Although three supervisors voted for it — Chavez, Susan Ellenberg and Dave Cortese — the measure required four yes votes to qualify for the Nov. 3 ballot. Board Vice President Mike Wasserman and Supervisor Joe Simitian dissented.
The proposed tax increase could have raised about $250 million annually for the next five years for social services to help alleviate some of the “human suffering” caused by the coronavirus pandemic and to help reduce a projected budget shortfall of $300 million-$600 million, according to Chavez.
“I believe we are going to look back on today and be very dissatisfied with ourselves,” she said after the vote.
Had it ultimately been approved, the increase would have boosted the county’s sales tax rate from 9% to 9.625%, making it the highest of any county in the state.
Both Simitian and Wasserman said they didn’t want to impose a regressive tax during a period of hardship for so many in a county with an already high sales tax rate.

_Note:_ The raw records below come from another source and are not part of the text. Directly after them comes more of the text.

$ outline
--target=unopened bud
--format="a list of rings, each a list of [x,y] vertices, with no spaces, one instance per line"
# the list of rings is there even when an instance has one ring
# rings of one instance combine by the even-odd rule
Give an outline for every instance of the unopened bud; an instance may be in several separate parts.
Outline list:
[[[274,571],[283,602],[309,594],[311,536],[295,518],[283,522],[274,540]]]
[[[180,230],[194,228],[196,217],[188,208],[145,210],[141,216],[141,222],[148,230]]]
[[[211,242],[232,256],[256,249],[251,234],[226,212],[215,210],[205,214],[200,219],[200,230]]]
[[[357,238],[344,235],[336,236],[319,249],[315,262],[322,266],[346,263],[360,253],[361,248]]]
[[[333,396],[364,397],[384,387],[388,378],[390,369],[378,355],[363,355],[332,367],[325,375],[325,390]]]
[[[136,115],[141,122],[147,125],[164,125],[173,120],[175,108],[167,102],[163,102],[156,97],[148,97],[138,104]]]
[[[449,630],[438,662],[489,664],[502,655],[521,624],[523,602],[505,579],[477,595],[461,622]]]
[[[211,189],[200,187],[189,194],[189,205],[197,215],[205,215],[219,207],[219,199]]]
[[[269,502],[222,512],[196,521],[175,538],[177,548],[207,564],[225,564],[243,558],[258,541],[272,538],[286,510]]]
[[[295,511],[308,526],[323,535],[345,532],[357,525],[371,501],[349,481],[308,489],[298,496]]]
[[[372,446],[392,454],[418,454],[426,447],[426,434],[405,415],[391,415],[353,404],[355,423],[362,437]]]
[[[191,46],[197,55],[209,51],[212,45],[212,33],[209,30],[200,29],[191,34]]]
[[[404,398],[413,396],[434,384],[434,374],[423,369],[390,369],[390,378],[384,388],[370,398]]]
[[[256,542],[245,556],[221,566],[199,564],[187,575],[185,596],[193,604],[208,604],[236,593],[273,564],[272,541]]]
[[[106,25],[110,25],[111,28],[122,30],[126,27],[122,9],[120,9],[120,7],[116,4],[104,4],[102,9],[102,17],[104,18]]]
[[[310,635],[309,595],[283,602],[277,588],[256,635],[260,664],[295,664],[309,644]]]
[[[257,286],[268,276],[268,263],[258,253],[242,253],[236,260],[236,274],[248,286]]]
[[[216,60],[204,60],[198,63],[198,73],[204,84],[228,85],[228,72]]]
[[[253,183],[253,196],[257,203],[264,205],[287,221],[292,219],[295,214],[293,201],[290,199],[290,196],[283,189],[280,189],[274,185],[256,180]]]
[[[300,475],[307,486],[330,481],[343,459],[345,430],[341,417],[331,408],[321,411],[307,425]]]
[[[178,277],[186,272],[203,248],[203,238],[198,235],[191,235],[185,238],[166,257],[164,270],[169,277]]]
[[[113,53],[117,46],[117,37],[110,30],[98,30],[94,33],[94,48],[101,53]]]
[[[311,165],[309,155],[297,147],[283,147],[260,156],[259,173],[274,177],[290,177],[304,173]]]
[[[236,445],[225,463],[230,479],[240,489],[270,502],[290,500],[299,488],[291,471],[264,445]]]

And as he has before, Simitian said he’s also concerned about how much the county budget has grown over the last several years and noted there’s no guarantee the extra money would go into the kind of services suggested. As a general tax, its spending would be up to the board majority’s discretion.
“While the conversation has focused on the exigencies of the moment, I think it’s worth noting this is a measure that has now been before us three times in the last two and a half years. Long before COVID had arrived on the scene, there was an effort to pass the five-eighth-cent sales tax. We had the conversations and the votes weren’t there,” Simitian said.
He said he didn’t want to overburden people who are out of work, struggling with reduced hours.
“There is just a limit to how much I think we can appropriately pile up on them, especially for a general tax,” he said.
“Right now, businesses and families and employees are having to make very tough choices with the dollars they have. The county is now going to have to make very tough choices with the dollars we have, it’s only fair,” Wasserman said.
While in past years the tax increase was needed to expand and maintain social services such as for domestic and sexual violence survivors, child care and mental health, Chavez said the coronavirus pandemic has made the need even greater.
“This is probably one of the deepest economic drops, and I hope…that there will be a rebound. But I want to remind everybody that the communities that rebound the least are the communities that need us most,” Chavez said.
“We know from a recent report that 43,000 households are at risk of becoming homeless. We know that our homeless encampments are growing by leaps and bounds every day throughout our community, and that we’re doing our best to build supportive housing, but we’re going to need immediate shelter for many, many people,” she said.
She also warned that the county likely will have to make staff cuts and reduce assistance to nonprofits during budget discussions later this month.
“I do think this is a good idea, I do think we should let the voters decide, and I do think we should do it…before we have even more human suffering,” Chavez said.
“I do not believe the cavalry is coming,” she said, “I think we are the cavalry and we need to act for ourselves at a local level.”
But Simitian and Wasserman remained opposed.
“A five-eighth-cent sales tax, added on to our current taxing…would make Santa Clara County the highest taxed county in the state,” Wasserman said.
“Being the highest taxed county in the state is not something I’d be proud of saying I accomplished in my time,” he added.